Order confirmed. Thank you for shopping at Powell's Books.

I am delighted.

Sherri

26 December 2009

personal reflection at solstice


With all the holiday preparations and celebrations going on, I have been a bit neglectful of my blog. Almost all of my writing energy has gone into the novel as of late. On one hand, it feels productive to have that body of work nearing completion. At the expense of everything else. Current submissions are down to almost nothing. Multiple small projects suspended in varying stages of draft. Two larger projects waiting in the wings for time and space. A drawer full of post-it notes with story lines, scenes and snippets of dialogue.

Don't get me wrong. I remain grateful for it all.

There was a time when I was not writing anything. Given up the dream. Lost all faith. For almost ten years, I wrote only business letters, marketing copy, or technical web instructions.

Ah, I lie. I did find a set of song lyrics that I wrote during that time - angry, hurt, and emotionally broken. My old friend Craig Shell once said that professional musicians often made their best money on lyrics like these. No money here. Mine never made it out of the yellow pad stashed in a box marked "Personal" along with legal papers from the divorce, old resumes, bus schedules, and random news clippings ranging from the Oklahoma City bombing, local crime stories, and the 1995 NBA playoff standings - probably more of a story there.

But I digress.

December 31, 2003. The end of a most trying year. My husband was working two states away and only able to come home every month or so. My children were in varying stages of crisis and teenage angst, flailing around to find their way in the world. One of my nephews was living with us as all of his parents were away. I was in the early stages of what turned out to be a deep cycle of depression. We lit a handful of fireworks that night to send out that old, bad, sad year. My nephew said, "If it doesn't get any worse, it will be a better year."

And then it was worse.

The strain and the pain of that next year pushed me to a point where I had to write again, if only for my own sanity. Which led me to meet Christy Krug. Who directed me to Stevan Allred and Joanna Rose. Who in turn connected me to many, many other very talented writers who continue to guide, support and inspire my ongoing writing practice.

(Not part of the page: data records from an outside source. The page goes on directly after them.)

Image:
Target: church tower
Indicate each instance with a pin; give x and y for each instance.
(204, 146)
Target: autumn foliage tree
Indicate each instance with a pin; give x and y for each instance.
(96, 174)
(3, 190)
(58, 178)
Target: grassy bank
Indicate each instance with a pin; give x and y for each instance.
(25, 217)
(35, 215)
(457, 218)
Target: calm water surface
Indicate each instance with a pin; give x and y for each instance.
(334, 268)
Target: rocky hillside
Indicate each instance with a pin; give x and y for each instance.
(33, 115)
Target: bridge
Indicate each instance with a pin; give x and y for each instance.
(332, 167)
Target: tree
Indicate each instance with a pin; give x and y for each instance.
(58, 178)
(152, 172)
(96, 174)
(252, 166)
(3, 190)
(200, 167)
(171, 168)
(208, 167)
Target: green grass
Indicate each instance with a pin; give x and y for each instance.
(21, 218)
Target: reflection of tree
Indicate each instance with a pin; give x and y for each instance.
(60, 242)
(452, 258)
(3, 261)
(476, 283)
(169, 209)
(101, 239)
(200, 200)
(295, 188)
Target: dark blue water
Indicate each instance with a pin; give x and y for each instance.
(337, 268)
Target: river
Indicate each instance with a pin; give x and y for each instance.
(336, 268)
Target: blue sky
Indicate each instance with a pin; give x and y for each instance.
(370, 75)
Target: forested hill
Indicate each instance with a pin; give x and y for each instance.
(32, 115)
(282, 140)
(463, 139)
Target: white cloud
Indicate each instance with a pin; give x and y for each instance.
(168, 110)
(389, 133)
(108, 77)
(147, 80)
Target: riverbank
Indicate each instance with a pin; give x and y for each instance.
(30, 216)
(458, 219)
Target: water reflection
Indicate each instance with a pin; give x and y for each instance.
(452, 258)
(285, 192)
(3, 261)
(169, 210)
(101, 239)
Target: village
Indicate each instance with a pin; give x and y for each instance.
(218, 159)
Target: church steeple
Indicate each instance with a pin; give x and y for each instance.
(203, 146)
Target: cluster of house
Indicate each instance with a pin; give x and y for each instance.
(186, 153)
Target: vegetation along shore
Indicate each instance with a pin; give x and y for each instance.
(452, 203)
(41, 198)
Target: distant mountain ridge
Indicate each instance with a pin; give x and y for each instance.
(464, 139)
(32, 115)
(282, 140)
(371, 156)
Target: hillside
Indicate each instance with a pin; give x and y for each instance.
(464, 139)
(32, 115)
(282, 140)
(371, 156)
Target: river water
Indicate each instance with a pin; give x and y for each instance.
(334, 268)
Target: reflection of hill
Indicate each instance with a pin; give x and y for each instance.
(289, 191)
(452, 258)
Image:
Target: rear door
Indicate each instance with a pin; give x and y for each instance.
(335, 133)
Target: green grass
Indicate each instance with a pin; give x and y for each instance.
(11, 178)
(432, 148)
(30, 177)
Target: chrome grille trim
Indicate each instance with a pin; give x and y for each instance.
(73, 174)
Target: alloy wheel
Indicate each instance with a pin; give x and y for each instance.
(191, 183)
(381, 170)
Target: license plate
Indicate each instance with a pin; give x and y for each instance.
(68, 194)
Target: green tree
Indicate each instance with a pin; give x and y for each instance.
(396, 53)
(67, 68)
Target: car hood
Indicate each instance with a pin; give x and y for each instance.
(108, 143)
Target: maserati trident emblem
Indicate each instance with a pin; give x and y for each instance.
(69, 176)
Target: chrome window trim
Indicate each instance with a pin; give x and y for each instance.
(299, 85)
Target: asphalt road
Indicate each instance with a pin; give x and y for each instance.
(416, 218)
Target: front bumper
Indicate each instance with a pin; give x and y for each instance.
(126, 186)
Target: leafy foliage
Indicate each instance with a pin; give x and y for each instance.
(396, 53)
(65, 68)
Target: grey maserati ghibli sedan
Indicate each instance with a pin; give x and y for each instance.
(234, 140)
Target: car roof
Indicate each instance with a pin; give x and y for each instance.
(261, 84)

For every anxious writing session, rejected draft, or sleepless hour in the middle of the night spent agonizing over some character detail, I equally celebrate the process. The act of writing has given voice to something deeper, powerful, intimate. Something previously lost. Call it faith or inspiration. Call it love or light. Whatever it is, it is restored to me, and in turn, has restored my being.

Over this next week, I am doing a final sweep to complete a first draft of the current novel for its first full review. 40 hours of work, at least. I am at the same time anxious and hopeful.

And grateful.

Sherri


About the photo: the analemma is the path of the sun throughout the year. The shape can be tracked by taking one picture per day, always at the same time, with a fixed camera.